Essas perguntas, um artigo de rascunho oportuno citados na dissensão, apresentam um conjunto complicado e contestado de questões. O artigo “The New Abortion Battleground”, que será publicado no The Columbia Law Review, foi escrito por três professores de direito: David S. Cohen da Universidade Drexel, Greer Donley da Universidade de Pittsburgh e Rachel Rebouché da Universidade do Templo.
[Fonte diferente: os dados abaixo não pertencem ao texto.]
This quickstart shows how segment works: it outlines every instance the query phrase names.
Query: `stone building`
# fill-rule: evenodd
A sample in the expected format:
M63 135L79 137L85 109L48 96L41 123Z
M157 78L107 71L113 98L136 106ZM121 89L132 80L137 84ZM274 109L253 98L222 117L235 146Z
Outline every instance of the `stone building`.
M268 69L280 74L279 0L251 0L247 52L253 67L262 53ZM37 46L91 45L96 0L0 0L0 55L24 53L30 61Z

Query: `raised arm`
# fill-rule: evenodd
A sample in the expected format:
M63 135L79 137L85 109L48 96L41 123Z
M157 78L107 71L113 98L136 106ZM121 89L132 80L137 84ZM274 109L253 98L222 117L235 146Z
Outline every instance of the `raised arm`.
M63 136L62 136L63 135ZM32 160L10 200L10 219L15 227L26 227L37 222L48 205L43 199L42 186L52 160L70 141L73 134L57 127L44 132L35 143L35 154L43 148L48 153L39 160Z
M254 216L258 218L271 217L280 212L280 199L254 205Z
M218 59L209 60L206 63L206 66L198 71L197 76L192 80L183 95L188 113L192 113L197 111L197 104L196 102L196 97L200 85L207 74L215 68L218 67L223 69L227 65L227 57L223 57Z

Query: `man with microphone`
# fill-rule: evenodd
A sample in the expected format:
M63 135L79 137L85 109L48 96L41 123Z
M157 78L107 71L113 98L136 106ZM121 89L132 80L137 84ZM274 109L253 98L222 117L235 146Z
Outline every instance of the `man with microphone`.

A perspectiva de os estados tentarem impedir o aborto além de suas próprias fronteiras não é fantasiosa, disse o professor Rebouché.
“Devemos estar preocupados que os estados comecem a jogar tudo na parede para ver o que fica”, disse ela. “Existe um universo desconhecido do que está por vir.”
Os legisladores do Missouri consideraram duas vezes, mas até agora não adotaram, projetos de lei que restringiriam a capacidade dos residentes de obter abortos em outros estados. o mais recente deles emprestado da inovação da lei do Texas que conseguiu proibir a maioria dos abortos naquele estado após seis semanas de gravidez – 10 meses antes do tribunal anular Roe.
Como a lei do Texas, o projeto de lei do Missouri dependia da aplicação privada por meio de ações civis, protegendo-o de muitos desafios legais. Grupos antiaborto também elaboraram leis modelo que vão além das fronteiras estaduais, e grupos de direitos ao aborto temem uma onda de tal legislação.
Mesmo a perspectiva de tais estatutos parece ter tido um efeito assustador. Em Montana, por exemplo, as clínicas da Planned Parenthood disseram recentemente que exigiriam comprovante de residência para mulheres que procurassem pílulas abortivas.
“Vai ficar incrivelmente confuso e complicado”, disse Donley, acrescentando que a declaração do juiz Kavanaugh não ofereceu “literalmente nenhuma proteção” a médicos e clínicas de fora do estado que fornecem abortos a mulheres de estados onde o procedimento é ilegal.
A descrição do juiz Kavanaugh sobre o escopo do direito de viajar, que respondeu a uma pergunta na dissidência, foi estranhamente limitada, disse Seth Kreimerprofessor de direito da Universidade da Pensilvânia e autor de dois fundamentais artigos de revisão de direito explorar o direito de viajar no contexto do aborto.
O direito de viajar interestadual, disse ele, “está bastante enraizado na estrutura constitucional e na prática constitucional de longa data”. Mas isso é apenas parte do quebra-cabeça.
“Leia com atenção”, disse o professor Kreimer sobre a declaração da juíza Kavanaugh, “ele pode nem sugerir proteção contra processar a residente após seu retorno – ou buscar sancionar médicos em estados santuários por processos ou ações de danos”.
Se o juiz Kavanaugh quisesse citar um precedente da Suprema Corte que parece adequado e expansivo, ele poderia ter escolhido Bigelow x Virgíniauma decisão de 1975 que anulou a condenação de um editor de jornal que publicou um anúncio na Virgínia para serviços de aborto em Nova York quando os abortos eram ilegais na Virgínia.
O caso girava em torno da Primeira Emenda, mas o autor da opinião majoritária, o juiz Harry A. Blackmun, também fez alguns pontos mais amplos.
“O Legislativo da Virgínia não poderia ter regulamentado a atividade do anunciante em Nova York e, obviamente, não poderia ter proibido a atividade naquele estado”, escreveu ele. “Também a Virgínia não poderia impedir que seus moradores viajassem para Nova York para obter esses serviços ou, como o estado admitiu, processá-los por irem até lá. Virginia não possuía autoridade para regular os serviços prestados em Nova York”.
A declaração do juiz Kavanaugh foi muito mais restrita, disse o professor Kreimer. “Kavanaugh não se comprometeu com a proteção de nada além de ‘viagens’”, disse ele. “Então, embora uma proteção robusta possa surgir, não é um resultado em que se possa confiar.”